Day 5-31 - rate remains at 1.50
Day 32 (23rd june voting day) - rate crashes to 1.35

Day 33 (24th June today )- invoice for good delivered on Day 3 and some sold on day 4 is due for payment but the rate has dropped to 1.40 so $200 is actually £142.85. So OcUK selling to you on Day 4 is a loss now.
Note OcUK will still ahve some stock available, and the cost is £142.85 not the expected £133.33, so OcUK adjust pricing to reflect the changed GBP cost.

Day 33 - OcUK adjust the pricing up on stock in warehouse as they paid more in ££££ than the expected price when the goods were delivered.

This is the fundamentals of how it works, companies can lose thousands of pounds in exchange rate changes. It is always a risk when items are purchased in one currency and sold in another and payment is 30 day or 60 days after delivery. The cost price in the selling currency is not fixed until its paid for. So the goods in the warehouse can change in cost value until paid for...

Here's an idea.

Pay for your goods the day they are ordered like everyone else ;)
 
Here's an idea.

Pay for your goods the day they are ordered like everyone else ;)

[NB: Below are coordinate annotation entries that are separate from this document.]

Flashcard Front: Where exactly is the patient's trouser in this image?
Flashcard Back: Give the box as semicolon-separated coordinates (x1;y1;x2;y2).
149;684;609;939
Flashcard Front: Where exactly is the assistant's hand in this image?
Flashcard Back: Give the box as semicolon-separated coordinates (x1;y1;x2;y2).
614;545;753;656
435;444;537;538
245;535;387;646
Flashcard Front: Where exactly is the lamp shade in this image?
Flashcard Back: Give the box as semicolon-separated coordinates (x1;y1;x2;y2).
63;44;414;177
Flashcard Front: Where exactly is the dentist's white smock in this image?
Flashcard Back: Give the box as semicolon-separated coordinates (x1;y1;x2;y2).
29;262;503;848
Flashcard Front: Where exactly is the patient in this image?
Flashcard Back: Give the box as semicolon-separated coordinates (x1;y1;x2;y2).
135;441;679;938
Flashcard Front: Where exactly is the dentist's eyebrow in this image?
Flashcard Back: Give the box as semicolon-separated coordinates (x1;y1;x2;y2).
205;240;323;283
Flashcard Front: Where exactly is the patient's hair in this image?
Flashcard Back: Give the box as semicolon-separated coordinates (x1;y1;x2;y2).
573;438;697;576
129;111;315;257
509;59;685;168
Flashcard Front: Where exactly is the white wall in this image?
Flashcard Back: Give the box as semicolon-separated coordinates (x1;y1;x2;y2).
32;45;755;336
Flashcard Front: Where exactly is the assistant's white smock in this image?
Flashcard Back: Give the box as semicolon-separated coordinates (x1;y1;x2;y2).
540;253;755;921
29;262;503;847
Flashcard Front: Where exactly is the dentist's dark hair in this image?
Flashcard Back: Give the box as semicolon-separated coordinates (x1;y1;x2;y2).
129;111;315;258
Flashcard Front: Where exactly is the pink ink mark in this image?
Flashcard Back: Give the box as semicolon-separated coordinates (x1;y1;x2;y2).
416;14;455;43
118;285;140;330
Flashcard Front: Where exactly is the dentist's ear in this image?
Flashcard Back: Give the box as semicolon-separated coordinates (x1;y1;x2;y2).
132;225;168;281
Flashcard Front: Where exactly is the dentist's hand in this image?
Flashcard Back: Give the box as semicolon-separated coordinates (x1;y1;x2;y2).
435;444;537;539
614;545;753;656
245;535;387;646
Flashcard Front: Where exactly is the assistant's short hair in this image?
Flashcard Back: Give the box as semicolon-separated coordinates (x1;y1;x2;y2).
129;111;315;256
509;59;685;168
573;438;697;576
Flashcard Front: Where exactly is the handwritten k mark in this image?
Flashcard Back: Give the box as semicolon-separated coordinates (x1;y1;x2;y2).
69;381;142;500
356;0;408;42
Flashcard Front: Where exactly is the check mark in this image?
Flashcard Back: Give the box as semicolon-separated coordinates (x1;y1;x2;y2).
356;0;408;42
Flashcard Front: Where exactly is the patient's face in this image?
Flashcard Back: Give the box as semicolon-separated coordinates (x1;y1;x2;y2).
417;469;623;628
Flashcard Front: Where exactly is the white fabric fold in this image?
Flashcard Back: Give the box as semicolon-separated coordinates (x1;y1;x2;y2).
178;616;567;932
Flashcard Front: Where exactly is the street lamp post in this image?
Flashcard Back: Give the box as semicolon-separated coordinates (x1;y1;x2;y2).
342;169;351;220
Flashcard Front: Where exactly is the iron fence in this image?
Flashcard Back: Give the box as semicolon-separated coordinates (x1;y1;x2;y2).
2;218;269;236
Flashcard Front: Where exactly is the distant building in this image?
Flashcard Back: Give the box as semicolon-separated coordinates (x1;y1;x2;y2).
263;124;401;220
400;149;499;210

Or settle your invoices after 30/60/90 days like almost every company on the planet, we're not talking Steve popping down to Costco and buying a few hard drives here.
 
what if the exchange rate comes back to how it was by the time OcUk settles its bill, will those customers who are paying extra today get a rebate?
 
Here's an idea.

Pay for your goods the day they are ordered like everyone else ;)

Everyone else? Put it this way, I'm the UK Channel Manager for Antec, and ALL UK customers have 30 days credit terms with us. Not one of them pays on receipt of goods.

99% of UK resellers who are capable of buying from manufacturers direct will have credit accounts with them all.
 
It's good of you to explain thank you.

This is nonsense. Why would OcUK expose themselves to the risk of a loss. What actually happens is they ensure the margin items are sold at will cover likely exchange rate fluctuations, hence the price increase now as the currency market is volatile. Yes, there may be fluctuations in the margin they make, but I'd be shocked if there is ever loss incurred.
 
June 16th closed at 1.40, today is at 1.38

Any particular reason you went back to a week last Thursday? It's a bit like Climate Science picking the appropriate start date to show the change you want, right? So sure, go back and pick a date where Leave pulled ahead in the polls to try and show your point that Leave hasn't depressed the pound. That makes sense. Also, 1.38 is not 1.4.

It is entirely reasonable to suppose that if we had voted Remain, it would currently be around 1.5 or higher which is where it was before Leave started to pull ahead.